# Using Bagging for an imbalanced classification task

Here, we use the breast cancer data, a naturally imbalanced problem. We will use a Logistic Regression inside a Bagging Classifier. We will see how defining weights for the bootstraping in the Bagging can improve our classification task. The metric we will use here is the balanced accuracy, which has recently been added to scikit-learn. Balanced accuracy is basically an averaged recall score.

In [0]:
import numpy as np

from sklearn.ensemble import BaggingClassifier
from sklearn.linear_model import LogisticRegression
from sklearn import datasets
from sklearn.model_selection import train_test_split
from sklearn.metrics import balanced_accuracy_score

In [0]:
breast_cancer = datasets.load_breast_cancer()
X = breast_cancer.data
y = breast_cancer.target

X_train, X_test, y_train, y_test = train_test_split(X,y, random_state = 2019)

In [21]:
print("Size of class 0: %i" % len(y_train[y_train == 0]))
print("Size of class 1: %i" % len(y_train[y_train == 1]))

Size of class 0: 164
Size of class 1: 262


### 1. Without weights

In [0]:
model = BaggingClassifier(LogisticRegression(solver = 'liblinear'), 
                          n_estimators=10, 
                          bootstrap = True, random_state = 2019)

In [23]:
model.fit(X_train,y_train)

BaggingClassifier(base_estimator=LogisticRegression(C=1.0, class_weight=None, dual=False, fit_intercept=True,
          intercept_scaling=1, max_iter=100, multi_class='warn',
          n_jobs=None, penalty='l2', random_state=None, solver='liblinear',
          tol=0.0001, verbose=0, warm_start=False),
         bootstrap=True, bootstrap_features=False, max_features=1.0,
         max_samples=1.0, n_estimators=10, n_jobs=None, oob_score=False,
         random_state=2019, verbose=0, warm_start=False)

In [24]:
balanced_accuracy_score(y_test,model.predict(X_test))

0.9214912280701755

### 2. With weights

In [0]:
y0 = len(y_train[y_train == 0])
y1 = len(y_train[y_train == 1])

w0 = y1/y0
w1 = 1

sample_weights = np.zeros(len(y_train))
sample_weights[y_train == 0] = w0
sample_weights[y_train == 1] = w1

In [0]:
model = BaggingClassifier(LogisticRegression(solver = 'liblinear'), 
                      n_estimators=10, 
                      bootstrap = True, random_state = 2019)

In [27]:
model.fit(X_train,y_train,sample_weights)

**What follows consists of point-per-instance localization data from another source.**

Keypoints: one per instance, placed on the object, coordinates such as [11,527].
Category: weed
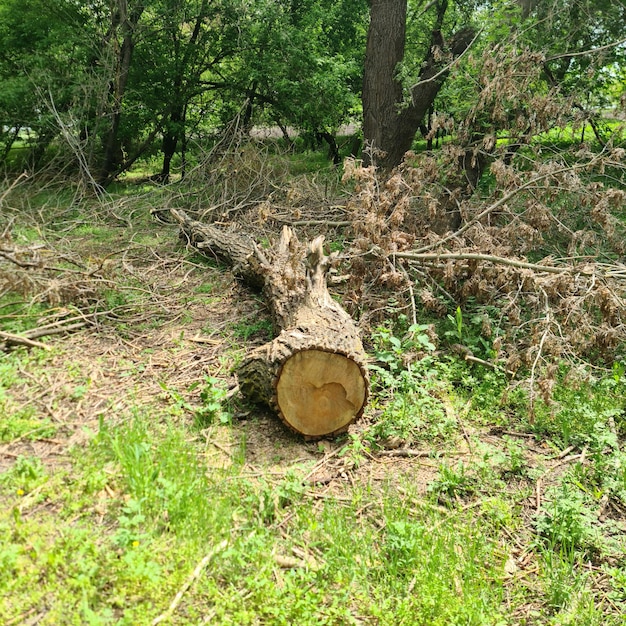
[213,397]
[452,483]
[566,522]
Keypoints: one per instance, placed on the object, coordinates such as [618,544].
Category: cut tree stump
[314,373]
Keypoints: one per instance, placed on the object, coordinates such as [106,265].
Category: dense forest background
[464,160]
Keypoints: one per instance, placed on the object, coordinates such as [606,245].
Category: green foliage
[452,483]
[213,397]
[567,521]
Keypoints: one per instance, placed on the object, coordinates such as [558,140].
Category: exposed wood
[314,373]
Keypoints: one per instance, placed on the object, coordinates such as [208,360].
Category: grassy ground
[135,488]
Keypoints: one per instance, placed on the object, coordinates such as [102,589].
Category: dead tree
[314,373]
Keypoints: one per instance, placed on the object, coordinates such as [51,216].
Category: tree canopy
[117,80]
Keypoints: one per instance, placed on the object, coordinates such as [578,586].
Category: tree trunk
[125,23]
[314,373]
[390,124]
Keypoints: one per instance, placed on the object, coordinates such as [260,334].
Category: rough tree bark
[123,26]
[314,373]
[390,124]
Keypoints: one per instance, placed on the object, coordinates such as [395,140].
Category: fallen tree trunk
[314,373]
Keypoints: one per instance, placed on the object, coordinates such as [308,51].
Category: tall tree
[390,120]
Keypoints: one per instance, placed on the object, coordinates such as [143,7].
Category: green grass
[501,518]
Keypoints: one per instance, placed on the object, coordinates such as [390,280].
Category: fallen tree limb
[9,339]
[469,256]
[314,373]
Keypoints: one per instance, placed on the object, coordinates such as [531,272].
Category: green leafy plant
[567,520]
[213,397]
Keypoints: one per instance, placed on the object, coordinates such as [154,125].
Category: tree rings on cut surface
[320,392]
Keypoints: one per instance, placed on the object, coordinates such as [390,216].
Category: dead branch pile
[543,248]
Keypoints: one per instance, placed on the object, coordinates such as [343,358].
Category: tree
[390,120]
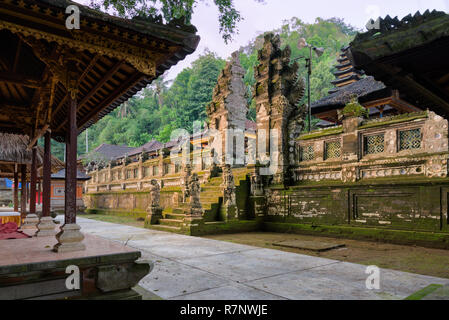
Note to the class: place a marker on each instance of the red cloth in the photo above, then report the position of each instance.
(9, 231)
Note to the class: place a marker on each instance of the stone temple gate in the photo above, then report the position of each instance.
(376, 169)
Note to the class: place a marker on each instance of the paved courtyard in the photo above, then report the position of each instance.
(194, 268)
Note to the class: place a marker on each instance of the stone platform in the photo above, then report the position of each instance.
(29, 269)
(191, 268)
(316, 246)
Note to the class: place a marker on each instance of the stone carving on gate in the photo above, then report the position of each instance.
(186, 181)
(278, 91)
(229, 198)
(196, 209)
(154, 210)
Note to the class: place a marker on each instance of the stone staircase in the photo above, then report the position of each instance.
(211, 198)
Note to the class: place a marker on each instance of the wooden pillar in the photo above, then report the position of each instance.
(23, 201)
(39, 192)
(46, 183)
(33, 181)
(71, 165)
(70, 238)
(46, 226)
(16, 188)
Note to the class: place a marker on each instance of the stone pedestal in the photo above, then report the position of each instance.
(31, 221)
(46, 227)
(69, 239)
(231, 213)
(196, 212)
(153, 216)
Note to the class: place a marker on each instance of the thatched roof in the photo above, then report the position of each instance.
(13, 150)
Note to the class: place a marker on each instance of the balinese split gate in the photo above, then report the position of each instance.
(375, 169)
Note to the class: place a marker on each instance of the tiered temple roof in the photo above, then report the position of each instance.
(346, 73)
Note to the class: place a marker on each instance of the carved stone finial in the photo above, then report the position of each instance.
(154, 210)
(196, 209)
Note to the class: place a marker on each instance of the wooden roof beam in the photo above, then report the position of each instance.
(135, 78)
(95, 89)
(20, 80)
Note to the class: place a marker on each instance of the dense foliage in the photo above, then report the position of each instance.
(164, 106)
(228, 15)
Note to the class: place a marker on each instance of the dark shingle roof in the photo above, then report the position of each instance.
(61, 175)
(364, 88)
(111, 152)
(153, 145)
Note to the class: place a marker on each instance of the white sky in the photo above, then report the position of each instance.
(264, 17)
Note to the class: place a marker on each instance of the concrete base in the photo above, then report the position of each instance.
(31, 221)
(46, 227)
(69, 239)
(153, 216)
(30, 270)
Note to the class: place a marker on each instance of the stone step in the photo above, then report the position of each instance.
(209, 199)
(174, 216)
(171, 222)
(165, 228)
(211, 189)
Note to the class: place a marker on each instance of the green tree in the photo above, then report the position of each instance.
(228, 15)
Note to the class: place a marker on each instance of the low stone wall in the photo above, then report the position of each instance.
(133, 203)
(400, 205)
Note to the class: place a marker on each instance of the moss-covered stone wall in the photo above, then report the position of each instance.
(412, 206)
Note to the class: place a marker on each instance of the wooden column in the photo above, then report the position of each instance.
(39, 192)
(70, 166)
(23, 201)
(46, 183)
(16, 188)
(33, 181)
(70, 238)
(46, 226)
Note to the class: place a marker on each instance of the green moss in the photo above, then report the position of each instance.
(321, 133)
(425, 239)
(418, 295)
(135, 213)
(354, 109)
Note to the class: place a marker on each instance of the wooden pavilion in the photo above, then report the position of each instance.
(15, 158)
(56, 82)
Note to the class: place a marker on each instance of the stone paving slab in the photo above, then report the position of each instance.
(193, 268)
(316, 246)
(255, 264)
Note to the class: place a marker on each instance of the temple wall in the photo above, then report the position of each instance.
(389, 173)
(413, 206)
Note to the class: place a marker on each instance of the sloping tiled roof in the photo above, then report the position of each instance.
(250, 125)
(147, 147)
(111, 152)
(61, 175)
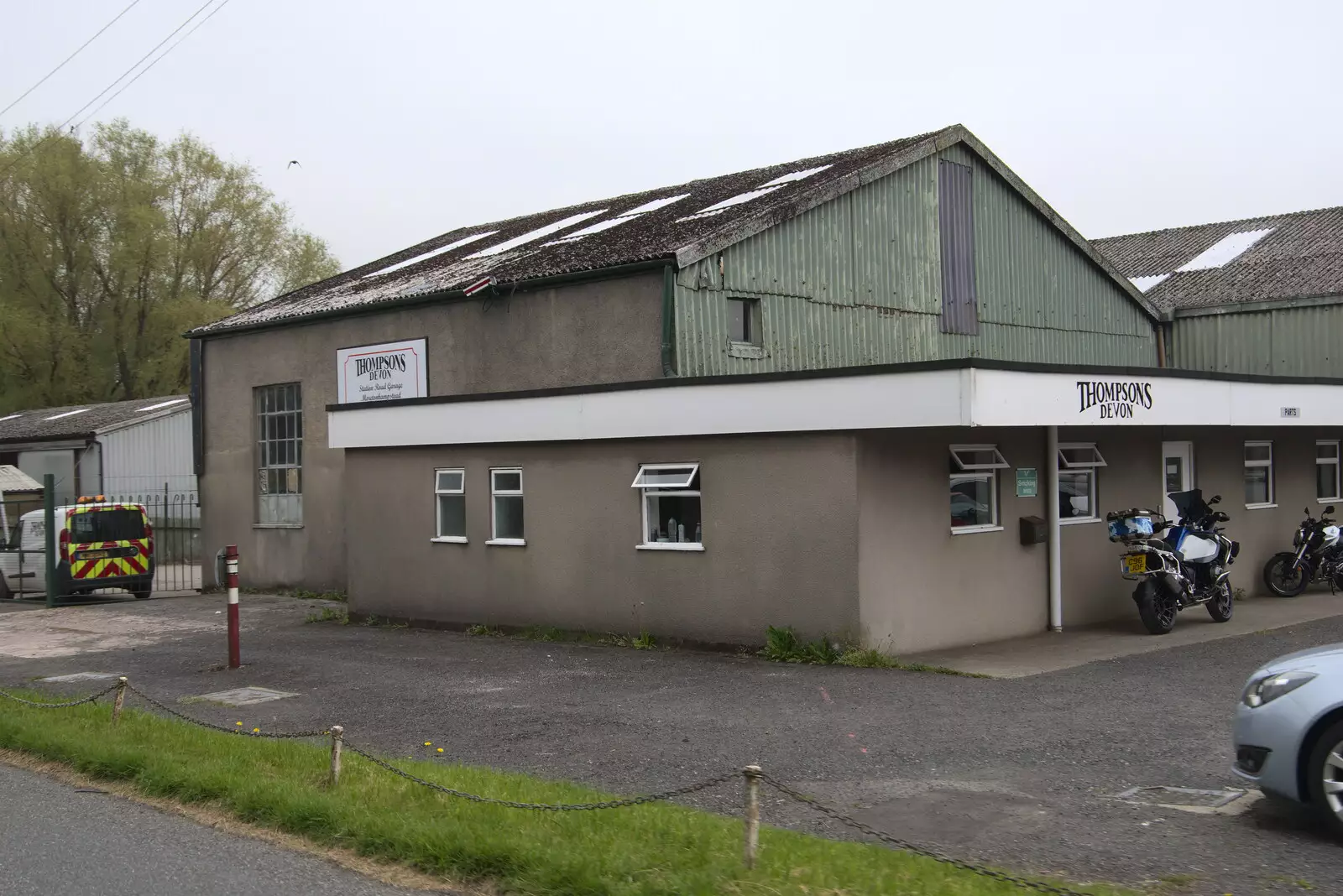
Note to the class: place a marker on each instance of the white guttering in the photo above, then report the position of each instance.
(947, 398)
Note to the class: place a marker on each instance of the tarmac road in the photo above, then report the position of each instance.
(1021, 773)
(57, 841)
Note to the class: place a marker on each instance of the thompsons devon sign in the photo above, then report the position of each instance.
(382, 372)
(1112, 399)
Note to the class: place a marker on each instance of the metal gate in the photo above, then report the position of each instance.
(174, 513)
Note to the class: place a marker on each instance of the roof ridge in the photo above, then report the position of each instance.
(1239, 221)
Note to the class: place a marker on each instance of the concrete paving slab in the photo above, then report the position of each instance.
(246, 696)
(1056, 651)
(82, 676)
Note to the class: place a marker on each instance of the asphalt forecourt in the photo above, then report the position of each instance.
(476, 826)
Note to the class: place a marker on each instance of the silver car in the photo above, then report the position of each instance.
(1289, 730)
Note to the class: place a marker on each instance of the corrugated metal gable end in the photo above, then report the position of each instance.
(957, 232)
(859, 280)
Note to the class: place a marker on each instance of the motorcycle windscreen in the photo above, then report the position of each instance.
(1190, 504)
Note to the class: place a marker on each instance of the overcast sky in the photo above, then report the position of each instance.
(411, 117)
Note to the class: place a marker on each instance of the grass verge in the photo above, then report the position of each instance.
(651, 849)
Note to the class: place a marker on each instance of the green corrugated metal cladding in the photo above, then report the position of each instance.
(1291, 342)
(857, 280)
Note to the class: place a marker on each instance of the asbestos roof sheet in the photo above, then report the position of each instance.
(664, 223)
(1259, 259)
(82, 421)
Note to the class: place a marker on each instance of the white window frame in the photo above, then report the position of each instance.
(1329, 461)
(1249, 464)
(1088, 467)
(505, 492)
(662, 491)
(991, 471)
(438, 514)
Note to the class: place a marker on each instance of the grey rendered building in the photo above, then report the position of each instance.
(736, 403)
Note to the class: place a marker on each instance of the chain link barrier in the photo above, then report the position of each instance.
(588, 806)
(919, 851)
(60, 706)
(548, 806)
(273, 735)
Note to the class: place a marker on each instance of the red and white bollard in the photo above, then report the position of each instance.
(232, 566)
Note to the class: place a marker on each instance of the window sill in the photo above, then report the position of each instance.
(745, 351)
(971, 530)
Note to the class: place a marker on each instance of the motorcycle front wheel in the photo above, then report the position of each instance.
(1157, 607)
(1282, 580)
(1222, 604)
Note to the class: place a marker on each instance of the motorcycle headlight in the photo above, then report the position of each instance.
(1271, 687)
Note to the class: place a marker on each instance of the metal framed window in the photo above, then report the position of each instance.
(745, 320)
(672, 517)
(450, 506)
(1259, 475)
(974, 488)
(1079, 464)
(1327, 470)
(280, 454)
(507, 506)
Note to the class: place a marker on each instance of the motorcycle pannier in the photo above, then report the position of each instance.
(1131, 524)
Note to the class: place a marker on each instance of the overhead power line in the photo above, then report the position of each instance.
(44, 80)
(118, 80)
(138, 74)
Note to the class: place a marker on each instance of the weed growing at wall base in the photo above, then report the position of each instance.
(783, 645)
(655, 849)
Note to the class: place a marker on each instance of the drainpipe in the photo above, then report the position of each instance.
(1056, 549)
(668, 320)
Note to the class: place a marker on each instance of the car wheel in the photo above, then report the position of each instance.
(1326, 777)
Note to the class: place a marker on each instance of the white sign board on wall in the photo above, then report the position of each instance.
(382, 372)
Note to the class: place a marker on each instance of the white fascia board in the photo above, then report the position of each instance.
(957, 398)
(879, 401)
(1018, 399)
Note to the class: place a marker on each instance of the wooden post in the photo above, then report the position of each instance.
(120, 701)
(752, 813)
(337, 734)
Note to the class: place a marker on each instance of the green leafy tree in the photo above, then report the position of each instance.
(113, 246)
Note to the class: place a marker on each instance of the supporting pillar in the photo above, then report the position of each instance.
(1056, 549)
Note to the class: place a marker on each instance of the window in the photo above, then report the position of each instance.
(672, 517)
(1078, 466)
(974, 487)
(957, 237)
(1259, 474)
(507, 508)
(1327, 470)
(745, 320)
(450, 511)
(280, 455)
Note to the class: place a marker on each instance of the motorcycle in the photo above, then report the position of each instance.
(1186, 566)
(1316, 555)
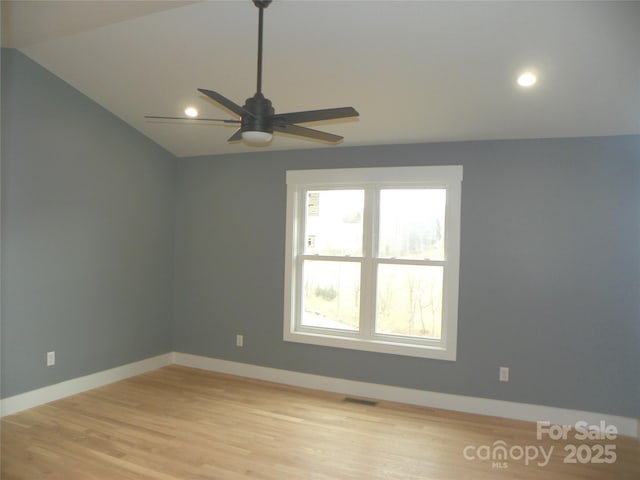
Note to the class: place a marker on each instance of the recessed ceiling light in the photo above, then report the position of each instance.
(527, 79)
(191, 112)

BaggingClassifier(base_estimator=LogisticRegression(C=1.0, class_weight=None, dual=False, fit_intercept=True,
          intercept_scaling=1, max_iter=100, multi_class='warn',
          n_jobs=None, penalty='l2', random_state=None, solver='liblinear',
          tol=0.0001, verbose=0, warm_start=False),
         bootstrap=True, bootstrap_features=False, max_features=1.0,
         max_samples=1.0, n_estimators=10, n_jobs=None, oob_score=False,
         random_state=2019, verbose=0, warm_start=False)

In [28]:
balanced_accuracy_score(y_test,model.predict(X_test))

0.9423245614035087

Conclusion: We have improved our balanced accuracy from **0.92** to **0.94**!